La categoría O corresponde a acoplados, incluyendo semiacoplados. Se divide en O1, O2, O3 y O4 según peso máximo. Por ejemplo, O1 aplica a acoplados de un eje que no sean semiacoplados y que no excedan los 750 kg; O4 corresponde a acoplados con peso máximo superior a 10.000 kg.

Esta clasificación influye en aspectos como frenos, dimensiones, iluminación, enganche, documentación técnica y condiciones para circular.

¿Por qué un error de categoría puede trabar un trámite?

Porque la categoría define qué exigencias aplican. No es lo mismo evaluar un vehículo M1 que uno N1, ni un remolque O1 que un semiacoplado pesado. La categoría impacta en:

  • requisitos de seguridad activa y pasiva;
  • ensayos exigibles;
  • documentación técnica;
  • revisión de pesos y dimensiones;
  • iluminación y señalización;
  • posibilidad de encuadrar en determinados procedimientos.

El Decreto 196/2025 establece que los vehículos 0 km de producción seriada, nacionales o importados, deben contar con LCM para acreditar seguridad activa y pasiva, y LCA para acreditar aspectos ambientales como emisiones, ruidos y radiaciones parásitas.

¿La forma de propulsión cambia la categoría?

No necesariamente. La clasificación también distingue la tracción: combustión interna, eléctrica, propulsión humana, tracción animal o remolcados. Pero que un vehículo sea eléctrico no lo ubica automáticamente en una categoría especial separada: primero se analiza su estructura, uso, cantidad de ruedas, peso y destino.

Preguntas frecuentes

¿Un vehículo utilitario siempre es categoría N?
No siempre.

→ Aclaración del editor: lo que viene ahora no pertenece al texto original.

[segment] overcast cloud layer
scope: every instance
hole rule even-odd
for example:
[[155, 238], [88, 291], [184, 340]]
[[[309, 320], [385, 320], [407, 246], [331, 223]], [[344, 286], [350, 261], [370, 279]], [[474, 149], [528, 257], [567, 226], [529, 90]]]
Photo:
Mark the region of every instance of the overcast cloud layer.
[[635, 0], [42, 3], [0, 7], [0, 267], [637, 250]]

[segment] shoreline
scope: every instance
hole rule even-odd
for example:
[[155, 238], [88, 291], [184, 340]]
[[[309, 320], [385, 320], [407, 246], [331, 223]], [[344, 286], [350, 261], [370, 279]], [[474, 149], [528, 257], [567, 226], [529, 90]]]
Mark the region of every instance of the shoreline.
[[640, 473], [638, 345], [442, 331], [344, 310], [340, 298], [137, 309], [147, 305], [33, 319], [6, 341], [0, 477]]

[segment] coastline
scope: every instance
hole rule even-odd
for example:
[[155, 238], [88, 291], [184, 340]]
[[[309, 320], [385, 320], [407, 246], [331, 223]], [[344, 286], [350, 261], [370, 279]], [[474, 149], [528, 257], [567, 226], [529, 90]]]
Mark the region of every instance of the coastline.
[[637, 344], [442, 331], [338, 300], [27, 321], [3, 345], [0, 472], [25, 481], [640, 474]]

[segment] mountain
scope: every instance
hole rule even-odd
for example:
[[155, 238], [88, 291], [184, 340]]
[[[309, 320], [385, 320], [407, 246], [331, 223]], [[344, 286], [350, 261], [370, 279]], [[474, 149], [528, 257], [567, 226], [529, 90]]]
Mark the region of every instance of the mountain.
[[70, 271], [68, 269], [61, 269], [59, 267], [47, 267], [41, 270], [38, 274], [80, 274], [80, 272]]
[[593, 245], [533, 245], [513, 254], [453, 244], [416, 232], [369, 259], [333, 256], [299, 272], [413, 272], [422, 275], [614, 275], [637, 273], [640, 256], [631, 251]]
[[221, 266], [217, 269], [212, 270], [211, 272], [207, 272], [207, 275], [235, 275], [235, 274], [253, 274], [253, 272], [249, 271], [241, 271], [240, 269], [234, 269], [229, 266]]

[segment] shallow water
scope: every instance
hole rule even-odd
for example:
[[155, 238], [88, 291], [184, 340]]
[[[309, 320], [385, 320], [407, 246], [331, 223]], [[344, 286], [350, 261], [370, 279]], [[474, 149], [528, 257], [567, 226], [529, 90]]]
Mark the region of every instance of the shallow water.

Depende de su configuración y destino técnico. Si está concebido para transporte de carga, puede encuadrar en N; si está configurado para pasajeros, podría corresponder a M.

¿Un tráiler liviano siempre es O1?
No. Para ser O1 debe cumplir las condiciones técnicas de esa subcategoría, incluyendo peso máximo y configuración.

¿La categoría se define por el uso que le da el comprador?
No. Se define por las características técnicas del vehículo, no por el uso ocasional que le dé el usuario.

Conclusión

Definir correctamente la categoría vehicular es una etapa básica, pero crítica. De esa clasificación dependen los requisitos técnicos, los ensayos, la documentación y el tipo de trámite que corresponde. Un error al inicio puede generar observaciones, demoras o la necesidad de rehacer documentación.